En una práctica especializada como Urología Mínima Invasiva, el seguimiento posoperatorio se orienta a comprobar que el vaciado vesical es adecuado, que no hay complicaciones y que la mejoría de los síntomas progresa como se espera. En urología, una buena cirugía y un buen seguimiento van unidos.

Señales de alarma tras una RTUP

Hay síntomas que no conviene vigilar en casa durante días. Si aparece fiebre, escalofríos, dolor intenso que no cede, incapacidad para orinar, salida de coágulos abundantes o sangrado muy rojo que no disminuye con reposo e hidratación, lo adecuado es contactar con su urólogo o acudir a valoración urgente.

También merece revisión la sensación de distensión abdominal con imposibilidad para vaciar la vejiga, la debilidad marcada o el empeoramiento claro tras un periodo en el que ya iba mejor. A veces no se trata de una complicación grave, pero merece una evaluación pronta para evitar que el problema avance.

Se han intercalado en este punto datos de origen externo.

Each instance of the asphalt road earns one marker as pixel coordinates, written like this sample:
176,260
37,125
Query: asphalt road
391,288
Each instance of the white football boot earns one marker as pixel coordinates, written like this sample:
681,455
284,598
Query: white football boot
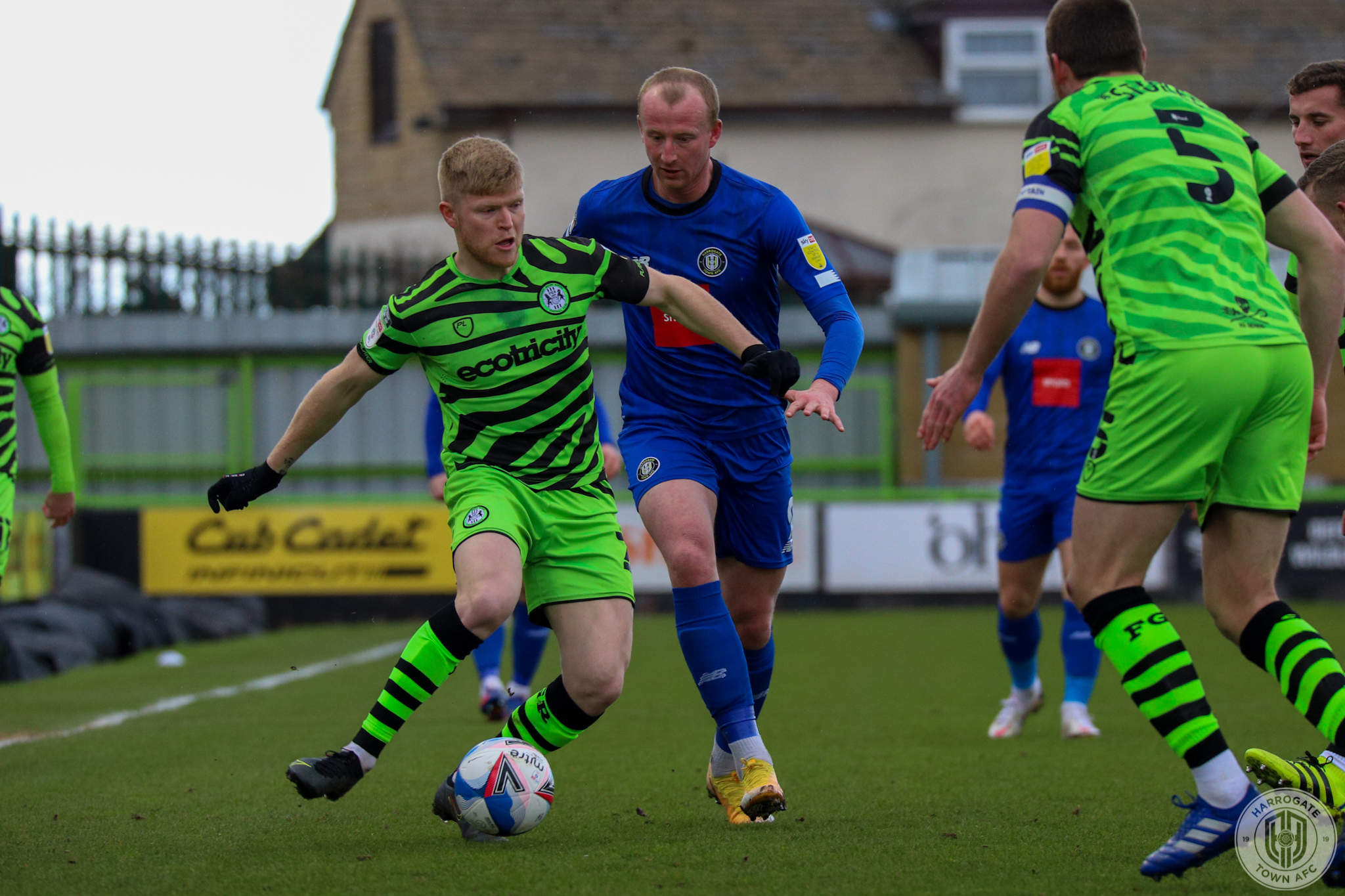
1075,721
1015,708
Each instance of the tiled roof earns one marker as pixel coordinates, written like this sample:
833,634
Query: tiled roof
825,54
596,53
1238,54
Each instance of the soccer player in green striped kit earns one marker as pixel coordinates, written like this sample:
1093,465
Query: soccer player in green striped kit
26,352
1215,398
499,330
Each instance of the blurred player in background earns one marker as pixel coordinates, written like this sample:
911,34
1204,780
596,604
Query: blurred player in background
1317,117
27,354
498,699
499,328
707,449
1215,396
1055,368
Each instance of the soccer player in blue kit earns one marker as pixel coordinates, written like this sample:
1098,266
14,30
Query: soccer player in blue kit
496,699
707,448
1055,368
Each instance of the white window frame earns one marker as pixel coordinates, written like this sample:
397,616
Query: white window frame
956,60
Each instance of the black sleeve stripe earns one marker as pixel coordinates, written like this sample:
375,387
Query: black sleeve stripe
34,358
1277,192
374,366
626,281
395,345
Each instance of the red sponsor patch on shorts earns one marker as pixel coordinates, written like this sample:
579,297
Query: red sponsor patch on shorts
670,333
1055,382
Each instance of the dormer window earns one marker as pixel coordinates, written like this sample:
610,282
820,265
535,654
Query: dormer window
997,68
382,81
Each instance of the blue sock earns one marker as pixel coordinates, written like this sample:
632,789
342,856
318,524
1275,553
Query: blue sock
487,657
1019,639
761,666
529,644
715,656
1082,656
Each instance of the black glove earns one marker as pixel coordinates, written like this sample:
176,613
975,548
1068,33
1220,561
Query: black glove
233,492
779,368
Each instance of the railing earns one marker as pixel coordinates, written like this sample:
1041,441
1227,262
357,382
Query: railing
87,270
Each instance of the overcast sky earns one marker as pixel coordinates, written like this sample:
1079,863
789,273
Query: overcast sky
170,114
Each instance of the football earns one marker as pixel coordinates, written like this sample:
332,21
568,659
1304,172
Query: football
503,786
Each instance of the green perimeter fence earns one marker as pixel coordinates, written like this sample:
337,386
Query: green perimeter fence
865,463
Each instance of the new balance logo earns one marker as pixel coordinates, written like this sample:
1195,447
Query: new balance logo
712,676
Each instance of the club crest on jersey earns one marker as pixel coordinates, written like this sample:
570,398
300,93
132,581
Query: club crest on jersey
553,299
377,328
712,261
813,251
648,468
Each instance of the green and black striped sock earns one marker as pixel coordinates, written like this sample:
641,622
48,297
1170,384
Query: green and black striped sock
1156,671
1310,677
549,720
426,664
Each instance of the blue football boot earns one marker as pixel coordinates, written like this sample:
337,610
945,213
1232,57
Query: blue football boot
1204,833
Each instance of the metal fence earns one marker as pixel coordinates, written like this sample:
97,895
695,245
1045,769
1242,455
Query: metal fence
68,269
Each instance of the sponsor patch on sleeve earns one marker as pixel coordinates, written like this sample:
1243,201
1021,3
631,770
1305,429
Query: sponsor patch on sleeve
1036,159
811,251
377,328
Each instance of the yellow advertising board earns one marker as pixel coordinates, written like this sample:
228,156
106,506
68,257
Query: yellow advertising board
29,574
378,548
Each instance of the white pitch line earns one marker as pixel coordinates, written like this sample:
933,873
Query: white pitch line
170,704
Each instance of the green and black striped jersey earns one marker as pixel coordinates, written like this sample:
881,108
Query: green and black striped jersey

Cuánto tarda la recuperación completa

Esta es una de las preguntas más habituales y la respuesta honesta es que depende. Hay pacientes que notan una mejoría del flujo urinario casi inmediata. Otros necesitan varias semanas para percibir un cambio claro y cómodo en su patrón miccional. La edad, el estado previo de la vejiga, el tamaño de la próstata, el uso de sonda y las enfermedades asociadas influyen mucho.

Como orientación general, los primeros días se centran en controlar la inflamación y el posible sangrado. Durante las siguientes semanas, la orina suele aclararse, disminuye el escozor y mejora la adaptación de la vejiga. La recuperación interna completa tarda más que la sensación subjetiva de encontrarse mejor.

Por eso, si una tarde aparece más escozor o la orina vuelve a teñirse un poco tras haber caminado más o haber hecho un esfuerzo, no siempre indica un problema serio. Muchas veces es una señal de que aún hay tejido cicatrizando y conviene bajar el ritmo.

Lo que más ayuda a recuperarse bien

Más que buscar remedios especiales, lo que suele marcar la diferencia es respetar las indicaciones, beber suficiente agua, no precipitarse con el ejercicio, evitar el estreñimiento y acudir a las revisiones. La RTUP ofrece muy buenos resultados cuando el posoperatorio se maneja con calma y con expectativas realistas.

Cada paciente evoluciona a su ritmo. Si algo no encaja con lo que se le explicó al alta, lo más prudente no es esperar ni automedicarse, sino consultarlo. Una recuperación bien vigilada no solo reduce complicaciones, también permite volver antes a una vida urinaria mucho más cómoda y segura.